Ally Chief Financial Officer Russ Hutchinson said that in post-pandemic times — 2022 in particular — consumers flocked to buy cars when used-auto prices were elevated, saddling themselves with bills at a time when they had yet to realize the full impact of soaring inflation. While those borrowers still have jobs, he said, they’re grappling with stiff loan payments on top of car-ownership costs that also are up.

“We’re kind of working our way through that, like the rest of the industry,” Hutchinson said Thursday at the BancAnalysts Association of Boston Conference. “We’re got a large pool of consumers who are clearly struggling with making the monthly budget balance.”

The online bank flagged the economic effects hitting their loan book when it reported third-quarter earnings last month, though Chief Executive Officer Michael Rhodes said he expects that Ally’s efforts to tighten access to credit will help stem losses over time.
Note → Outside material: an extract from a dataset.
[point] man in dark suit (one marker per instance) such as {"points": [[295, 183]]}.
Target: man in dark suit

Hutchinson reiterated that outlook on Thursday, saying 2023 and 2024 borrowers have fared more favorably.

“We’ve put a lot of curtailment on the underwriting side over the last 18 months,” Hutchinson said. “Auto credit is stabilizing, and we expect it to get better.”

Even higher-income consumers are struggling with how expensive cars – both new and used – have gotten over the years. While it’s not a widespread practice across the industry, Ally has been verifying the income and employment for potential borrowers in more cases, especially when they’re taking on potentially steep payments, Hutchinson said.